I Am What I Am, Even on Thursdays

Something else I snapped while on foot downtown Chicago last week: the front of the I AM Temple on W. Washington St.

I didn’t go in. A sign on the door says ring bell and wait for someone. I prefer my religious sites to be self-service.

The organization’s HQ happens to be in the northwest suburbs, not downtown. Without digressing into detail — a foray into the rabbit hole, that is — it’s enough to say that, according to Britannica, “I AM movement, theosophical movement founded in Chicago in the early 1930s by Guy W. Ballard (1878–1939), a mining engineer, and his wife, Edna W. Ballard (1886–1971)…. Ballard claimed that in 1930 during a visit to Mount Shasta (a dormant volcano in northern California), he was contacted by St. Germain, one of the Ascended Masters of the Great White Brotherhood.”

Is it possible that Popeye is a prophet of this movement? After all, he appeared ca. 1930 and was known to say, “I yam what I yam.”

Also, why are rabbit holes a metaphor for endless, bewildering complications? Are rabbit holes that complex? Maybe warrens are, but that isn’t the way the saying goes. Wouldn’t ant nests or prairie dog towns be more suitable?

Another day, another stash of Roman coins dug up in Italy. Late Roman imperial era, the article says.

Bonus: they were gold coins. That’s something I’d like to find in the basement, though strictly speaking, we don’t have a basement. Roman gold-coin hordes must be pretty scarce in the New World, anyway.

Late Roman imperial era, eh? I can imagine it: “Quick, find a place to bury the gold! The Visigoths are coming! We’ll come back for it later.”

The event probably wasn’t that dramatic, but someone put the horde there, presumably not to lose track of it — but they did, for 1,500 or more years. Distant posterity is the beneficiary.

Strictly by coincidence, Ann and I watched the first episode of I, Claudius last weekend, which is available on disk (but not on demand: what kind of world is this?). Been a long time since I’ve seen it. Early ’90s, I think, as it was available in Japan on VHS. I also saw it when I was roughly Ann’s age, on PBS when it was pretty new.

The other day I used bifurcation in an article. That’s more common in business writing than one might think, since it’s sometimes used to describe markets dividing in some way or other (often, winners and losers). It’s also I word I can never remember how to spell, so I always look it up.

Google has replaced a trip to a dictionary as the default for spelling. Sad to say, since the possibility of lateral learning is rife while thumbing through a dictionary. Many times in earlier years I spied an entry, not the one I was looking for, and thought, I didn’t know that word.

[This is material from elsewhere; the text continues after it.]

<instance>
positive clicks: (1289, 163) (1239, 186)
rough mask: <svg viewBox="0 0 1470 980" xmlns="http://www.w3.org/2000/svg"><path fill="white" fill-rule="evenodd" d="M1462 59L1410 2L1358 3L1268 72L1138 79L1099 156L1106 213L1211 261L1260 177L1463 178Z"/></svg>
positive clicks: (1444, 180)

Then again, there can be sideways learning with Google. If you let it. Not satisfied with mere spelling, I fed “bifurcation” into Google News to see what would happen. Every single hit on the first page linked to items in the Indian English-language media.

From the Times of India:

GMDA can’t plan drain bifurcation now, say greens

Bifurcate HC too: Centre backs Telangana’s petition in SC

Bifurcation of Badshapur drain on cards to avert flooding in Hero …

From The Hindu:

‘Telangana drawing water from NSP without KRMB approval’

Demand for bifurcation of municipal corporation getting stronger

From the New Indian Express:

Centre to expedite High Court bifurcation: Vinod Kumar

Clearly, the word gets more mileage on the Subcontinent than in this country.